322 Deutlich läßt sich dies mit der Behauptung Prokops belegen, daß die Hunnen bereits "vor alter Zeit" unter dem Namen "Kimmerier" die nordpontischen Steppen bewohnt hätten (Prok. Goth. VIII 5,1; vgl. VIII 4,10; VIII 5,6).
323 Zumeist wird dieser frühere Name mit Chimerion wiedergegeben. In der Übersetzung von L. Strack ist dieser Name aber mit "Kerberion" wiedergegeben (Strack 1968, 243).
324 Die Anlage von Neapolis Scythica auf der Krim als Hauptstadt eines skythischen Reiches erfolgte erst unter dem bereits langwährenden Einfluß der griechischen Stadtstaaten (Neubauer 1960, 138; Gajdukevic 1971, 303-306).
325 Wenn man davon ausgeht, daß die Skythen im achten Jahrhundert v.Chr. in den nordpontischen Raum eingewandert seien, müßten nichtiranische Namen älter sein und könnten möglicherweise kimmerischen Ursprungs sein.

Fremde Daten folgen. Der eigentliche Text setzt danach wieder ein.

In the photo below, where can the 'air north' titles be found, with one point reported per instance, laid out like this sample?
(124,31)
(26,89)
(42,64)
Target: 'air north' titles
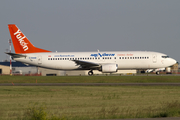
(20,39)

326 Daß sprachgeschichtliche Thesen häufig mit archäologischen Scheinbeweisen untermauert wurden, beklagte auch R. Hachmann in seiner Studie über die Ursprünge der Goten, wobei er darauf hinwies, daß es "in der Archäologie ... im Prinzip nicht anders [war]; die historische oder philologische Quelle bzw. deren Auswertung brachte manch einen bequemen 'Beweis' für willkommene Deutungen archäologischer Befunde" (Hachmann 1970, 10).
327 Die in Aischylos' "Gefesselter Prometheus" genannten geographischen und ethnographischen Angaben lassen sich in ihrer relativen Lage zum dort ebenfalls genannten Kaukasus - wenn das heute so benannte Gebirge damit gemeint ist - nicht nachvollziehen (vgl. Aischyl. Prom. 705-735).
328 Ebenso bezeichnet der ältere Plinius die griechische Stadt Dioskurias an der pontischen Ostküste als urbs Colchorum Dioscuriade (Plin. nat. VI 15), um damit ihre Lage in Kolchis zu kennzeichnen und ohne damit eine kolchische Einwohnerschaft zu behaupten. Der Terminus "taurisch" wird aber auch in der modernen Forschung noch zuweilen synonym zu "kimmerisch" verwandt (vgl. Neubauer 1960, 142).